I played it for two years on a 300 or 1200 baud dialup from california
to Louisiana on a Silent 700. I come across pages of adventure in boxes
from time to time.
It was very playable, and I don't know what one would need. Every
system I ever had as fast a response to my inputs as I required from the
above to the CPM ones on glass, and later PC versions.

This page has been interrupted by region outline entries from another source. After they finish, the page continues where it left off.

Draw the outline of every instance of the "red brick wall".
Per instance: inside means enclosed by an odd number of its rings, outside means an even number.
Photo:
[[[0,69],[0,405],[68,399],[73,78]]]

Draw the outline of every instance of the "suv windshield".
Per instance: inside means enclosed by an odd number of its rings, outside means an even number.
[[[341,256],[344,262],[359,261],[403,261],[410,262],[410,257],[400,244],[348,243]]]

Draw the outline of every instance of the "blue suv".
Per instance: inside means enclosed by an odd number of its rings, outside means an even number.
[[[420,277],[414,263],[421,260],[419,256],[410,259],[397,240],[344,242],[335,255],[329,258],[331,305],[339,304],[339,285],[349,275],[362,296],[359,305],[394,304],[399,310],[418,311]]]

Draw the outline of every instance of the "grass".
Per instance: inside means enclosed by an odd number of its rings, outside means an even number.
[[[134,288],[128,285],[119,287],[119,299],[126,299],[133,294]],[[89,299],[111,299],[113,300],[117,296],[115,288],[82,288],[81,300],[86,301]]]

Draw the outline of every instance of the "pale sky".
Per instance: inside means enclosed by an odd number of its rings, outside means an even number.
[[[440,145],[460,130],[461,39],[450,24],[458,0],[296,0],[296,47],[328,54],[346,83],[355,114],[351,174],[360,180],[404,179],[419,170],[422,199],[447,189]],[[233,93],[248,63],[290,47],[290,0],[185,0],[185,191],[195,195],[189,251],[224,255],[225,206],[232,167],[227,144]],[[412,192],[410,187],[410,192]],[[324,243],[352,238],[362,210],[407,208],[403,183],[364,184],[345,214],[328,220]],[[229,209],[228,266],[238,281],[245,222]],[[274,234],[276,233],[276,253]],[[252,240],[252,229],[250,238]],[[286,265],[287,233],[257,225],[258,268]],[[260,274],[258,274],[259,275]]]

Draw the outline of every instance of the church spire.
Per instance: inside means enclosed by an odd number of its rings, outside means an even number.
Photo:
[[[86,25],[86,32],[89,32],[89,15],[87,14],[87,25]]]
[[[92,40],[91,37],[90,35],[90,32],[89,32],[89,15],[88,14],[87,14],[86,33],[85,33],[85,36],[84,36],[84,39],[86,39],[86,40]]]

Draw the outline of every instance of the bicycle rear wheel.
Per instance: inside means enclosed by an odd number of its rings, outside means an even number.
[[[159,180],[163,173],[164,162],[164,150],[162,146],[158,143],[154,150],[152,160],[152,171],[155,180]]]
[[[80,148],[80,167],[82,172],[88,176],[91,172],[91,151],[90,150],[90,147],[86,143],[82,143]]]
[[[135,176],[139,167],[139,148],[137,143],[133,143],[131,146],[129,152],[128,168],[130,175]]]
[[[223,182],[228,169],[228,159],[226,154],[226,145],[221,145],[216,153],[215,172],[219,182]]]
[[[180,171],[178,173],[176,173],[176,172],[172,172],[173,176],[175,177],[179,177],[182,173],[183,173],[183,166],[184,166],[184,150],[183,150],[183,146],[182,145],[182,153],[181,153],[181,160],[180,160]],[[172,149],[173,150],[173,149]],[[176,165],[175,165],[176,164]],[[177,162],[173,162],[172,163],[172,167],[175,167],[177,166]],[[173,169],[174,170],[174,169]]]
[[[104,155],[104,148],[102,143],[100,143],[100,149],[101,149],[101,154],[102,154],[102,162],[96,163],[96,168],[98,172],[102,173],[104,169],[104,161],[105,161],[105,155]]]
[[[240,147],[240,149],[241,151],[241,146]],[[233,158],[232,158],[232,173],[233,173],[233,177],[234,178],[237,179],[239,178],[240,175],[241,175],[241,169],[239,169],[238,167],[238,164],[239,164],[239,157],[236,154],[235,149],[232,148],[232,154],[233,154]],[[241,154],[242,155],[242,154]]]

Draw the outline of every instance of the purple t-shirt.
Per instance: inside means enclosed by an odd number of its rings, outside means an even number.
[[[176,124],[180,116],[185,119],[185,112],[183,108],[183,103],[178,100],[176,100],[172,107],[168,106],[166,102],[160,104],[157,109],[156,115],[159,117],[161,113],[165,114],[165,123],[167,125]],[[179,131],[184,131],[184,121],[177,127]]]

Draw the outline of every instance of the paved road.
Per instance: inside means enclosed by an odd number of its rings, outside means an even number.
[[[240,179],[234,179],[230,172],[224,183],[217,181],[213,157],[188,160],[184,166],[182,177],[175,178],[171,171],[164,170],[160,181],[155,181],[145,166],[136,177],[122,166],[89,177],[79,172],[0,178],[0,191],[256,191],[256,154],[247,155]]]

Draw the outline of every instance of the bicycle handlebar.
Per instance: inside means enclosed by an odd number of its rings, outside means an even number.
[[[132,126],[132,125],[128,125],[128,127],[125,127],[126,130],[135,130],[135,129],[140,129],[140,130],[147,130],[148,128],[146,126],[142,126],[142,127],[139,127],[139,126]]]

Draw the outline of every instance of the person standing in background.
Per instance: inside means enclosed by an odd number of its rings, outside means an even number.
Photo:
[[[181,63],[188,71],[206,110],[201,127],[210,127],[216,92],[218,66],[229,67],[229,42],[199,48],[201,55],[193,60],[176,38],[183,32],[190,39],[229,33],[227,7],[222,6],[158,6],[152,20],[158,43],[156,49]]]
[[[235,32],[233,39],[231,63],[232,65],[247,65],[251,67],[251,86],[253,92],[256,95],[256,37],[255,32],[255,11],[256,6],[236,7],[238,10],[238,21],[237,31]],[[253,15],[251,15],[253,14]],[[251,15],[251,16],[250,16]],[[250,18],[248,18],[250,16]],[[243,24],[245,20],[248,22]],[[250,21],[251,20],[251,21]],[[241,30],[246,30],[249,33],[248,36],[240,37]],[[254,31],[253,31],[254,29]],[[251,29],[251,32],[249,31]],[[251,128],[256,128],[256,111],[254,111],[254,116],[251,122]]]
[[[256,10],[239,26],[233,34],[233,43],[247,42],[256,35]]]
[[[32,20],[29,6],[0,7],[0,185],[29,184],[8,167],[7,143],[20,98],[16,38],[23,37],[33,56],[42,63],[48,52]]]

I still like the recollection of playing it on the Silent 700's
personally, but that is just because of having the experience of doing
it that way.
I know of some others (statute of limitations are expired) that played
from Puerto Rico by dialing from a hotel phone
(acoustic coupler) to
Miami, into Tymnet. connected to Multics in Phoenix to run
the Colossal
Cave adventure there. I think at one time that system had maybe 1000
copies running at once as well via various networks from around the
world. I'll leave you to guess the company, but the sources were ported
by the authors in Massachusetts to Multics after the PDP10 version.
Still had the session control logic in, but in Multics it could be
easily circumvented and you could play anytime. And network time didn't
get cheap no matter what time you logged in.
(Silent 700 is excuse for being on topic here :-)
Jim
On 8/9/2010 10:48 PM, Chuck Guzis wrote:
On 9 Aug 2010 at 23:25, Ben wrote:
Well I got "THE LAMP". Now to find the
cave... and buy the proper 9
pin null modem cable if they still make them. I can't keep stealing
from the PC here. I am just finding playing ADVENTURE on the PDP-8
(SBC6120) with a IDE drive just playable for a text game. Did most of
the people play ADVENTURE on a classic machine or wait for PC version
or clone of the game. I remember playing a similar game on the COCO II
but I think it was from Cassette rather than mini-floppy.
You mean other than playing it on big iron? Heck, pretty early on,
there was a CP/M version of it--I've got it here on a floppy with
MP/M on it (a good multi-terminal demo).
Wonder if Chess 3.0 will run on a PDP-8?